O BC pode tomar decisões para conter, atenuar a flutuação do câmbio — o que seria inconveniente. O que deveria ser feito é tentar impor certas restrições, colocar, por exemplo, um imposto sobre a entrada e saída de capitais. Se isso for colocado na prática, é claro, vai causar uma rebelião, vai dizer que estão fazendo uma coisa artificial, mas tudo é artificial no capitalismo.

Igor Rocha

Economista-chefe da Fiesp (Federação das Indústrias do Estado de São Paulo)
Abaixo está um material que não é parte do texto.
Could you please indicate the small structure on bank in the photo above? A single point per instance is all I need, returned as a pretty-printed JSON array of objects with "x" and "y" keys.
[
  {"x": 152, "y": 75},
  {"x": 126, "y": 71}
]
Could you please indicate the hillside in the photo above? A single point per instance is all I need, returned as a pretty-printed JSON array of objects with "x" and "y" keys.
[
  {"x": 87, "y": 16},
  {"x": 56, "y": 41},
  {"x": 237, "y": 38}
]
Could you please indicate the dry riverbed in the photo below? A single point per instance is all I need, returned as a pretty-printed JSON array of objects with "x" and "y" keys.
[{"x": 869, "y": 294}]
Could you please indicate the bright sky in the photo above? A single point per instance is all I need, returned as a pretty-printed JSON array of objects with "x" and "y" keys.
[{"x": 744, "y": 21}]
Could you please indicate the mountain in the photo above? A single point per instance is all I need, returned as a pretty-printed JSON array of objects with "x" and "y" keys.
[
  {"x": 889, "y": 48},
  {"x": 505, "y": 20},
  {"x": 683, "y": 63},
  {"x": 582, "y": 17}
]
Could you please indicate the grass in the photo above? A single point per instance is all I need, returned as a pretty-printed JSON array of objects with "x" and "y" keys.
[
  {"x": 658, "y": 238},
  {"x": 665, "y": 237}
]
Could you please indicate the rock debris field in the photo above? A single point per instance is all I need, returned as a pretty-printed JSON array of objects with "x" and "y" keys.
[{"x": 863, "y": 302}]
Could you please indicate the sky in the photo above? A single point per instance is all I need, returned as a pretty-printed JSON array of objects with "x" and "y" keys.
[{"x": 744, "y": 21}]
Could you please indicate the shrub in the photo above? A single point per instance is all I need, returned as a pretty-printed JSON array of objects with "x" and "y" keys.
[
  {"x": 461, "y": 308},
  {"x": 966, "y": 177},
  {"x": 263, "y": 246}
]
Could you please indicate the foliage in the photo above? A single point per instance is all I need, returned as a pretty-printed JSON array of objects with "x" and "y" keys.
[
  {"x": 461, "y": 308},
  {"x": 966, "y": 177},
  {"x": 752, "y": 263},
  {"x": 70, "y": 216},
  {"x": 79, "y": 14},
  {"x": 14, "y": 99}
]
A volatilidade acaba dependendo da abertura das longas curvas de juros, o que é muito ruim do ponto de vista da imprevisibilidade para o investimento. A imprevisibilidade da taxa de câmbio dificulta o planejamento do investimento e é um fator imediato para alta do custo do hedge. Algumas pautas de fato estão sendo postadas de uma maneira um pouco mais quadrada, como a MP do PIS/Cofins. Precisaria de um pouco mais de tranquilidade neste momento. Mas precisa ter um encaminhamento por parte do gasto. Está faltando. Não dá para achar que vai fechar a conta só pelo lado da receita.

David Deccache

Doutor em economia (UnB) e assessor parlamentar na Câmara dos Deputados

Há raízes estruturais no movimento cambial que observamos, e por mais necessárias que medidas de intervenção possam ser, ainda assim atuam apenas no sintoma. Por fim, declarações do BC afirmando que vai buscar garantir a estabilidade cambial utilizando os instrumentos necessários, tenderia a reduzir o movimento atual de desvalorização, volatilidade e incerteza —mesmo que não resolvam o problema original: uma política fiscal organizada tendo com base uma regra que viola princípios matemáticos básicos.